WASHINGTON — Three Federal Reserve regional presidents Tuesday reinforced the idea that policymakers will start a second round of unconventional monetary stimulus, with two saying asset purchases must be big enough to aid the economy.
Chicago Fed President Charles Evans said the central bank would need to buy securities on a large scale several times to carry out his preferred strategy of aiming to raise inflation temporarily. Atlanta Fed President Dennis Lockhart said in a CNBC interview that a pace of $100 billion of purchases a month is "in the range of numbers one might consider."

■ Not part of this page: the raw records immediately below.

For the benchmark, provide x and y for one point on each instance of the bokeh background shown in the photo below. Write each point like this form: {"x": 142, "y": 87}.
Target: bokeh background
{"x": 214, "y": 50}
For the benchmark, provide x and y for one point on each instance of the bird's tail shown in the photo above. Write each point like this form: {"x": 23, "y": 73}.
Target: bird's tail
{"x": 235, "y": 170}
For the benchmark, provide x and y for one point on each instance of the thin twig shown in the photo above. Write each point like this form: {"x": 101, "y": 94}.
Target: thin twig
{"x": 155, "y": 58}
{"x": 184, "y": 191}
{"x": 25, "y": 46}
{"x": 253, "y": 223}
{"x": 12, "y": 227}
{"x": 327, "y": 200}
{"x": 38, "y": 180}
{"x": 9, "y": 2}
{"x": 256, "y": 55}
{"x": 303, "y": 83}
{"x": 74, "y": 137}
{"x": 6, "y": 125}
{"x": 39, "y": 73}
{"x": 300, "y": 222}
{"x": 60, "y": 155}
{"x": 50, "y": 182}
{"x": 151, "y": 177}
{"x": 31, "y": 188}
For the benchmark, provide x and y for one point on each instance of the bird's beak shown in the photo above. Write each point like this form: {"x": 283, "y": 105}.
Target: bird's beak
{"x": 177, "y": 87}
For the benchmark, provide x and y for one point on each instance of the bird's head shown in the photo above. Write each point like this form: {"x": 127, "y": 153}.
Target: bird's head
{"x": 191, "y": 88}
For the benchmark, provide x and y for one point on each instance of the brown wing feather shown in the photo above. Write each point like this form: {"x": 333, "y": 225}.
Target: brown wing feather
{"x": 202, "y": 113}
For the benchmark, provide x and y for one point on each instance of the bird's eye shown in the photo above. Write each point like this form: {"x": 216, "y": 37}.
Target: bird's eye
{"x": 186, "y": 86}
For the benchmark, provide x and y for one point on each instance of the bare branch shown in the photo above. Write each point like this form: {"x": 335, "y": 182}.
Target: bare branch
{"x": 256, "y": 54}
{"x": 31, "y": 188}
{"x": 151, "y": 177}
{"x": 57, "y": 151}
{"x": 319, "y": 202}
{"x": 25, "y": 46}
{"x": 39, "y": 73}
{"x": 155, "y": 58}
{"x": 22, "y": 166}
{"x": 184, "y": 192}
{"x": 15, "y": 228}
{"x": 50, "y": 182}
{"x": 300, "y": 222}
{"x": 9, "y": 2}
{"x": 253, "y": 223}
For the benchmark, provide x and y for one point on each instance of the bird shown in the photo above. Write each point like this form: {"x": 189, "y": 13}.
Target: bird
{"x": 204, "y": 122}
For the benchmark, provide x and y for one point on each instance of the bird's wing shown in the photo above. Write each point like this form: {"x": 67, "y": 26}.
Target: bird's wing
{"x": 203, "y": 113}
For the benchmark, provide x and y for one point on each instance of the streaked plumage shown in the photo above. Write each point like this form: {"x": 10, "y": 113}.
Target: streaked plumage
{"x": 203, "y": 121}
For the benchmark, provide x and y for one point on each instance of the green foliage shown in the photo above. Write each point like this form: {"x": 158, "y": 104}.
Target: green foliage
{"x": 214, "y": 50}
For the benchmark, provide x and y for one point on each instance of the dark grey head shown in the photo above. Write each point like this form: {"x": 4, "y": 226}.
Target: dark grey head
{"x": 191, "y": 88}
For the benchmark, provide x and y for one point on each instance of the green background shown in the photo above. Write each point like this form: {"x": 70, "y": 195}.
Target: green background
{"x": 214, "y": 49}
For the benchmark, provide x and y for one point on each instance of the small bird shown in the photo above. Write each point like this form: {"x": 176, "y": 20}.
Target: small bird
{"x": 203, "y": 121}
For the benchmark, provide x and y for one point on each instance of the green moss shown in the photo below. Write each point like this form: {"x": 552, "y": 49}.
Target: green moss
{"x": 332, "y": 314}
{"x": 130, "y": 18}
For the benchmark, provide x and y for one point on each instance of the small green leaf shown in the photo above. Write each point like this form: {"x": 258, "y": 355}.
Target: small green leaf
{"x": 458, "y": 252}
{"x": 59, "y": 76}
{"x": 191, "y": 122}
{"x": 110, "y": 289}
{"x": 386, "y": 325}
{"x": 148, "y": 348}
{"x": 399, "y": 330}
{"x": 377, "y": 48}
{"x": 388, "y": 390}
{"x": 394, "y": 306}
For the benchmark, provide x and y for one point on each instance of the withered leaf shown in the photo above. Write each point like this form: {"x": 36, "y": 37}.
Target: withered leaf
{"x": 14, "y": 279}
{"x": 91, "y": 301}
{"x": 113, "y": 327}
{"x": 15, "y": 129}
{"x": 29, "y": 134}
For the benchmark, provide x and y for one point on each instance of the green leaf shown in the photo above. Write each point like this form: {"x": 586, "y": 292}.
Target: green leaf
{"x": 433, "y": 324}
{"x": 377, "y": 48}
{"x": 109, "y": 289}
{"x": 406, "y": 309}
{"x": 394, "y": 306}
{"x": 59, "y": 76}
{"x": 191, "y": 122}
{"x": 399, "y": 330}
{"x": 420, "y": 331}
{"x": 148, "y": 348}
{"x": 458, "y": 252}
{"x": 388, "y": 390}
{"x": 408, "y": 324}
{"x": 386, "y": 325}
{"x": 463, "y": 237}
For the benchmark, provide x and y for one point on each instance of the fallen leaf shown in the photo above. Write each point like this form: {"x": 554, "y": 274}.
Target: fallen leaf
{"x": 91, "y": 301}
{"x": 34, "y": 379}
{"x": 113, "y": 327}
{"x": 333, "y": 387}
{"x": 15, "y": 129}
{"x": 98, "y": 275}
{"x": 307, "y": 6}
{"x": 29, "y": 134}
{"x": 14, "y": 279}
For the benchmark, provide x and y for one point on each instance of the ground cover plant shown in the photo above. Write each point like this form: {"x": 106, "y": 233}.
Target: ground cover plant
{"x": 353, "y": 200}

Separately, William Dudley, New York Fed president and vice chairman of the central bank's policy-setting Federal Open Market Committee, said his Oct. 1 assertion that officials will probably need to add stimulus "still stands." While Evans and Lockhart don't have FOMC votes this year, all three presidents have aligned in prior decisions with Fed Chairman Ben S. Bernanke, who said Oct. 15 that there appears to be a "case for further action."
"They wouldn't be talking about it in such a way if they weren't on the verge of engaging in another round of asset purchases," said Tom Porcelli, an economist at RBC Capital Markets in New York.
Two other Fed bank presidents, Richard Fisher of Dallas and Narayana Kocherlakota of Minneapolis, continued to express skepticism about the efficacy of further asset purchases. Fisher said policymakers are still debating the issue and may not make a decision next month.
Porcelli said he expects the Fed after the Nov. 3 meeting will announce the resumption of asset buying in a "piecemeal approach" that will eventually accumulate to $1 trillion in purchases. The Fed bought $1.7 trillion of Treasuries and mortgage debt through March.
Fed officials are debating whether and how they can boost growth that's too slow to bring down unemployment persisting near a 26-year high. The FOMC said in its last statement Sept. 21 that inflation was "somewhat below" levels consistent with the Fed's legislative mandates for stable prices and maximum employment in the long run.
Evans restated his support for "price-level targeting," in which the Fed would commit to higher inflation for a time to make up for inflation that was too low.
Dudley said in an Oct. 1 speech that $500 billion of purchases would add as much stimulus as reducing the Fed's benchmark rate 0.5 to 0.75 percentage points, depending on how long investors expect the Fed to hold the assets. The central bank lowered its benchmark rate to near zero in December 2008 and has pledged to keep it low for an "extended period."